Something our experience has taught us is that, when performed without a distal access catheter, the removal of the SR delivery catheter before retrieval may lead to complications. Severe vasospasms or detachment of the retriever could occur because of an augmented in vivo resistance to retrieval when there is no support for the SR as recommended by the retriever manufacturers.
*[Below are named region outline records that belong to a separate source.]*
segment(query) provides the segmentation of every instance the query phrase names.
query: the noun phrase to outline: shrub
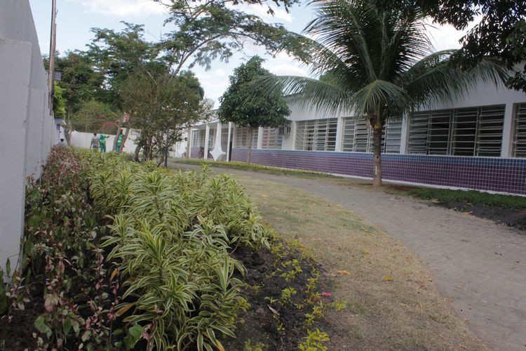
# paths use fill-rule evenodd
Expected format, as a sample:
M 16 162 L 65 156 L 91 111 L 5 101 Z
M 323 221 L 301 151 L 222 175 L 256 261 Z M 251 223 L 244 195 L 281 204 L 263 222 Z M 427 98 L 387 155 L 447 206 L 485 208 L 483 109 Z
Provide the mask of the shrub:
M 116 314 L 142 326 L 150 349 L 212 350 L 217 333 L 234 336 L 248 304 L 233 277 L 244 267 L 229 253 L 268 247 L 269 236 L 242 188 L 205 168 L 172 174 L 111 154 L 87 158 L 91 196 L 110 221 L 102 247 L 125 282 Z

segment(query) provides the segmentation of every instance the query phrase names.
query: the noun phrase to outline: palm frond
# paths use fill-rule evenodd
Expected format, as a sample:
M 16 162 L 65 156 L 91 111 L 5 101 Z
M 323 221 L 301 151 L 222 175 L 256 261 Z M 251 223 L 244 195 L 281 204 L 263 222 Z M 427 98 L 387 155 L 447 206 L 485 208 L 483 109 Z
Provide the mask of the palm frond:
M 351 102 L 358 114 L 376 112 L 386 107 L 390 111 L 403 110 L 409 97 L 400 86 L 389 81 L 377 79 L 359 91 L 351 98 Z
M 468 93 L 478 84 L 501 86 L 508 77 L 506 67 L 499 60 L 485 58 L 470 69 L 464 69 L 451 58 L 455 50 L 438 51 L 424 58 L 402 74 L 397 83 L 411 97 L 410 106 L 432 107 L 450 102 Z

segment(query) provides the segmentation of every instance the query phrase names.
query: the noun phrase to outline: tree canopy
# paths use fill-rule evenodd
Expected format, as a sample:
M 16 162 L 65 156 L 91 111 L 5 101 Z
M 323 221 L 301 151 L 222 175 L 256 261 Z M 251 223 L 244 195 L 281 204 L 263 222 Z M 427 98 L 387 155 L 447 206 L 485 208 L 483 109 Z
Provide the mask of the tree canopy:
M 461 96 L 478 81 L 501 84 L 505 68 L 483 58 L 470 69 L 452 62 L 457 52 L 433 52 L 426 36 L 425 14 L 412 9 L 386 8 L 375 0 L 318 0 L 316 18 L 306 35 L 291 33 L 302 45 L 292 46 L 321 79 L 272 77 L 263 91 L 284 87 L 291 98 L 344 110 L 367 118 L 373 128 L 373 184 L 382 184 L 381 140 L 386 119 L 415 108 Z M 313 40 L 311 38 L 316 38 Z
M 454 58 L 466 69 L 485 56 L 518 68 L 506 85 L 526 92 L 526 1 L 518 0 L 379 0 L 387 8 L 420 8 L 435 22 L 465 29 L 480 20 L 461 39 Z
M 248 142 L 250 163 L 252 131 L 259 127 L 279 127 L 287 123 L 290 110 L 279 89 L 271 94 L 263 91 L 256 80 L 271 73 L 262 67 L 263 60 L 254 56 L 234 71 L 230 86 L 220 98 L 221 106 L 217 117 L 222 123 L 234 122 L 250 130 Z
M 137 129 L 139 149 L 147 159 L 166 156 L 167 148 L 182 140 L 182 131 L 203 114 L 204 91 L 189 71 L 179 75 L 140 69 L 123 84 L 123 108 Z

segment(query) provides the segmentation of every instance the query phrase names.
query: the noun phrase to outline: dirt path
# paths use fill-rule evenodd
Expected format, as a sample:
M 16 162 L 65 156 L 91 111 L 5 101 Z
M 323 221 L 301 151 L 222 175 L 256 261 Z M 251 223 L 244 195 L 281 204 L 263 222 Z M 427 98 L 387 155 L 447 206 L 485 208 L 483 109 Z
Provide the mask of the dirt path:
M 194 168 L 180 165 L 182 168 Z M 356 182 L 222 168 L 299 187 L 401 239 L 472 330 L 497 350 L 526 350 L 526 234 L 492 221 Z

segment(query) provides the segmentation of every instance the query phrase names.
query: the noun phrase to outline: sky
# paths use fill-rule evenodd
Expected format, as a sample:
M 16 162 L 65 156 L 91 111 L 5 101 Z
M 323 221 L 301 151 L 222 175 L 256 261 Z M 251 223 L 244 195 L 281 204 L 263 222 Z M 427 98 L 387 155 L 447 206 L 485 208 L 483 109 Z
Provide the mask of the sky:
M 39 37 L 40 49 L 49 53 L 51 0 L 29 0 L 33 18 Z M 301 32 L 313 18 L 313 12 L 306 4 L 297 5 L 288 13 L 283 8 L 274 8 L 275 15 L 267 13 L 266 7 L 243 5 L 246 12 L 259 15 L 264 20 L 282 23 L 289 30 Z M 121 21 L 144 25 L 147 40 L 157 41 L 171 28 L 163 25 L 168 13 L 159 3 L 152 0 L 57 0 L 57 50 L 61 53 L 68 50 L 84 50 L 93 39 L 90 28 L 109 28 L 119 30 Z M 464 35 L 451 26 L 430 25 L 429 37 L 436 50 L 459 48 L 459 40 Z M 273 58 L 264 48 L 249 44 L 243 52 L 236 53 L 228 63 L 219 60 L 211 69 L 194 67 L 192 70 L 199 79 L 206 98 L 215 102 L 229 85 L 229 76 L 234 69 L 250 57 L 259 55 L 266 59 L 263 65 L 275 74 L 301 75 L 309 74 L 308 67 L 285 53 Z

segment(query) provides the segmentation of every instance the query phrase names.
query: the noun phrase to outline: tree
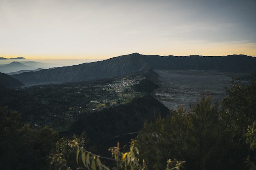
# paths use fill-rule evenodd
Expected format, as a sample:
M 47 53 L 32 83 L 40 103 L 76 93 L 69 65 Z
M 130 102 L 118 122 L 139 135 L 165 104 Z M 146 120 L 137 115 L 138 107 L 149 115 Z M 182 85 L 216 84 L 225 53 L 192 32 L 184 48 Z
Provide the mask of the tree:
M 185 114 L 182 106 L 166 118 L 159 115 L 154 122 L 146 122 L 139 132 L 136 139 L 141 149 L 140 157 L 147 163 L 148 169 L 164 169 L 166 158 L 183 160 Z
M 248 125 L 256 119 L 256 75 L 252 74 L 250 83 L 233 79 L 231 87 L 226 88 L 227 96 L 222 101 L 221 117 L 227 135 L 236 147 L 244 144 L 243 137 Z
M 250 81 L 233 79 L 231 87 L 226 88 L 227 96 L 221 105 L 220 117 L 225 124 L 227 162 L 229 167 L 237 169 L 244 168 L 243 159 L 248 152 L 253 155 L 253 152 L 248 151 L 244 137 L 248 126 L 252 126 L 256 119 L 256 75 L 252 73 L 251 78 Z
M 212 104 L 211 97 L 207 94 L 202 94 L 200 99 L 194 104 L 191 103 L 191 110 L 187 115 L 186 147 L 188 166 L 191 165 L 198 170 L 214 169 L 216 165 L 209 165 L 218 156 L 223 130 L 219 120 L 218 104 L 218 101 Z
M 112 170 L 147 170 L 148 168 L 143 160 L 141 165 L 138 158 L 139 149 L 137 147 L 137 141 L 132 140 L 130 150 L 126 152 L 120 151 L 119 143 L 117 146 L 110 148 L 109 150 L 112 153 L 112 158 L 101 157 L 88 152 L 83 147 L 80 147 L 78 143 L 74 140 L 71 141 L 69 145 L 71 147 L 76 148 L 76 161 L 78 168 L 77 169 L 92 170 L 110 170 L 110 168 L 101 163 L 101 159 L 105 159 L 115 162 L 116 164 Z M 55 164 L 56 168 L 61 170 L 72 170 L 67 166 L 67 161 L 62 158 L 61 154 L 52 154 L 50 157 L 52 159 L 51 163 Z M 166 170 L 176 169 L 179 170 L 182 167 L 184 161 L 171 161 L 171 159 L 167 161 Z

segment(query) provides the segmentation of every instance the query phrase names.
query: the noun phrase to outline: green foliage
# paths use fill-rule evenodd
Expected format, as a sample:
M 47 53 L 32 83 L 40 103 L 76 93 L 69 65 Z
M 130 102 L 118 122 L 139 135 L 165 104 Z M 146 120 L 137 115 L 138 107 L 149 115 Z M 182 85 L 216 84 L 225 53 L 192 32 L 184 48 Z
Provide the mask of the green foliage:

Finally, it has been suggested that reversed flow through the communicating arteries could reduce the suction effect, resulting in less effective clot extraction [7]. In our series, recanalization rates were not influenced by anatomical variations in the CoW. Migration into a new territory was infrequently observed (3%); however, when adjusted for intracranial anatomy, the presence of an ACoA was found to be a protective factor against migration. We believe that aspiration through the BGC under flow arrest could indeed be beneficial by reversing the flow in the communicating arteries. What matters is not the presence of an ACoA but the hemodynamic changes that can occur through the ACoA. Thanks to the pressure gradient influenced by aspiration under flow arrest, the blood from the contralateral carotid artery can readily flow through the ACoA to the treatment side, reversing the flow in the ipsilateral A1 segment. This inverted flow, now in the direction of the ICA, could therefore prevent the clot from entering the A1–A2 segments during retrieval from the MCA to the ICA [26, 29,30,31].

Limitations

This study is a retrospective study from a single center. A significant limitation relates to the clinical outcomes, which were based on the NIHSS scores without consideration of long-term functional outcome, thus constraining the clinical value of the analysis. Furthermore, we did not collect data on the frequency of carotid dissections in relation to the position of the BGC for therapy, elongation, or the number of passes performed, and it could indeed be of interest to analyze that information together with the clinical outcomes. However, the objective of this study was focused on the factors influencing one-pass complete recanalization, currently the best angiographic outcome achievable by the fastest possible interventions. Recognizing the limitations of the technique in difficult anatomical constellations is a first step towards developing new techniques or combinations of techniques designed to enhance successful clot extraction on the first attempt.

Conclusions

In terms of clinical practice, it can be first be concluded that the chances of achieving mTICI 3 decrease substantially after the first pass, and therefore, all efforts should be aimed at attaining successful clot removal on the first attempt. Secondly, carotid tortuosity is a biomarker for an unsuccessful first pass, and in such cases, modifying the method (for example, by using a distal access catheter + flow arrest + flow reversal) should be considered in an endeavor to enhance the likelihood of first-pass mTICI 3. By means of the decision tree, when the carotid artery is elongated, the BGC technique should always be optimized, irrespective of whether or not distal BGC positioning in the ICA is feasible. Thirdly, when the carotid artery is straight, the BGC should preferably be placed in the distal (subpetrosal) ICA, because the likelihood of mTICI 3 is highest under these conditions (no tortuosity and distal BGC).